Influenciadora digital e empresária, Maria Ulhôa, 41, participará do desfile de sábado e ficou animada com o convite recebido para o evento. “No dia em que conheci a Dai, ela falou: ‘Você vai desfilar para mim’. De supetão, eu aceitei, mas acredito que será uma experiência incrível e um processo de amar meu corpo, que é gordo, de fugir de um padrão e de representar muitas mulheres. Estou radiante de felicidade”, contou.
A ansiedade cresce à medida que sábado se aproxima, mas Maria revelou que se sente mais à vontade pelo fato de a transmissão do desfile ocorrer pela internet. Além disso, a empresária comentou que vê a iniciativa como uma forma de realizar sonhos da população negra e de levantar uma questão importante: “Beleza não tem corpo, não tem cor, e idade não limita”.
Espaço
Com uma carreira em decolagem, a modelo trans Thayla Nunes, 19, contou que a presença no evento — do qual ela participa há dois anos — abriu diversas portas para ela. “É uma honra estar em um desfile só com pessoas pretas. A moda nem sempre foi assim. (Essa iniciativa) traz grande visibilidade, ainda mais para uma mulher preta e trans”, disse a jovem.
Com uma trajetória mais longa, a modelo profissional Rayany França, 31, relatou que, durante a carreira, sofreu preconceito e presenciou diversas ações que invisibilizaram negros. Para ela, propostas como a de Dai Schmidt são importantes para valorizar essas pessoas e mostrar que elas também são belas. “Sou modelo desde os 15 anos. Já fui para desfiles que tinham duas pessoas negras e mais de 50 brancas.
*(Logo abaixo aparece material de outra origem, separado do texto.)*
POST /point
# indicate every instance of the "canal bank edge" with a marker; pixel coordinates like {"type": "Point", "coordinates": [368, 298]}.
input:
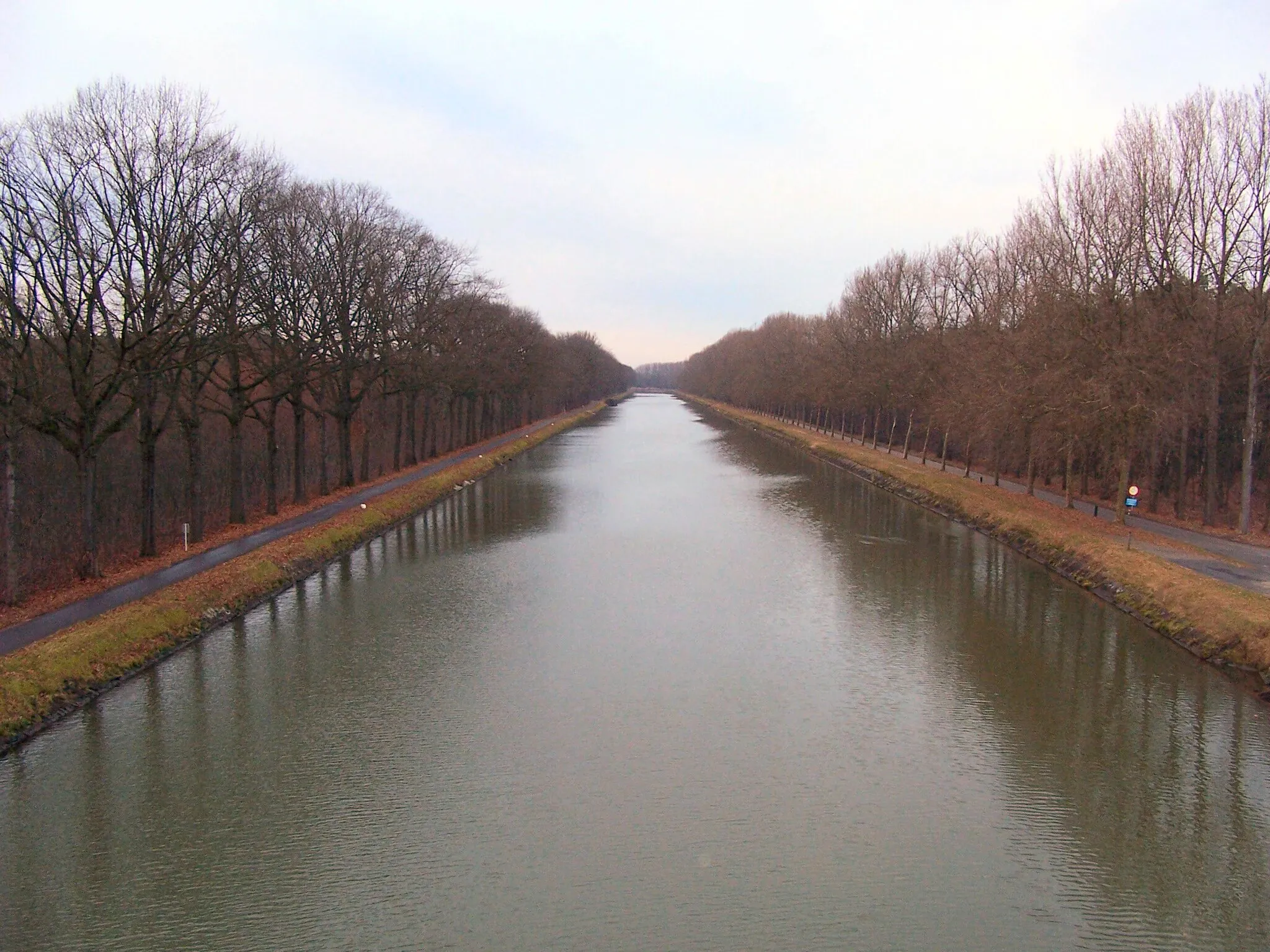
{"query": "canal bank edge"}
{"type": "Point", "coordinates": [42, 683]}
{"type": "Point", "coordinates": [1220, 624]}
E, ainda, há a questão de quererem nos colocar sempre no fundo, atrás”, completou.
Na lista de participantes do evento deste sábado, Alex Lucas, 23, considera que a iniciativa — da qual participará pela terceira vez — tem o cuidado de abraçar quem está no início da carreira e pretende viver o mundo da moda. “O projeto abre espaço para modelos chegarem mais longe. Espero que quem está começando agora consiga deslanchar na carreira”, comentou o jovem, campeão do concurso de beleza Top Cufa DF de 2020. “Saber que há um desfile nosso, que nos tem como linha de frente, é muito gratificante”, acrescentou.
Enaltecimento
Com a responsabilidade de vestir os 50 modelos, quatro marcas foram selecionadas para esta edição do desfile. A Estylo Black, representada pela trancista Wania Abreu da Silva, 40, pretende levar para a passarela penteados afros e turbantes que vão harmonizar com os traços de 12 participantes. Esta será a primeira vez em que Wania assinará os looks. Em anos anteriores, ela atuou na passarela, como manequim. “Sofremos tanto preconceito com nosso cabelo, com nossa cor de pele. Vou poder mostrar meu trabalho de uma forma bem representativa”, destacou a empresária.
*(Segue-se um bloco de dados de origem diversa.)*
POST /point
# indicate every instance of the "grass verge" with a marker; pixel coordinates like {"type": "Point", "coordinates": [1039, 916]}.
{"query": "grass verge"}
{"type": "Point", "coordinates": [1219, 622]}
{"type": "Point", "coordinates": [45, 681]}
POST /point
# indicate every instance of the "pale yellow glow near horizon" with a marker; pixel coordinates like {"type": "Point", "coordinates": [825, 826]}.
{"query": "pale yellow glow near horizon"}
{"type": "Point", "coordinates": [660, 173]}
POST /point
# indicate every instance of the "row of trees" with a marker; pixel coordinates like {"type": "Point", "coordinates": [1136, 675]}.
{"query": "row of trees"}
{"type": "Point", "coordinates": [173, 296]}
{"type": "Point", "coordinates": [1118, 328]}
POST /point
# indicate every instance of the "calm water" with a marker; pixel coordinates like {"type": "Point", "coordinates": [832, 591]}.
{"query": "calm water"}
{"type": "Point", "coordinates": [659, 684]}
O camaronês naturalizado brasileiro Mike Bryant Tjeck, 32, levará a moda praia para a passarela, com vestuários que remetem à diáspora africana e estampas vibrantes, por meio da DS Afro. “São roupas que representam a cultura de vários países da África em tecidos leves e coloridos”, ressaltou Milke, que tem mais de cinco edições do Desfile Beleza Negra no currículo.
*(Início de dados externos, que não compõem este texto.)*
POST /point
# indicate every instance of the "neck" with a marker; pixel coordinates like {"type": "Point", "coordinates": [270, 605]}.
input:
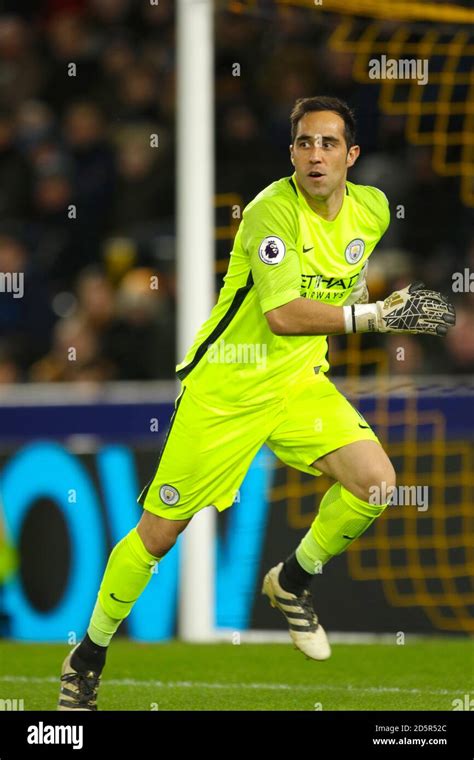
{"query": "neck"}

A marca Garagem Secreta, representada pela estilista Nicolly Primo, apresentará peças de brechó, com um conceito voltado à moda sustentável. Já a estilista Vera Corralero participará do evento com um vestido de vidro fundido. Para conferir a peça inusitada, será necessário acompanhar o desfile on-line. Na plataforma virtual, o público poderá comentar e interagir com outras pessoas que assistem à transmissão. A expectativa de público é de 5 mil internautas na live.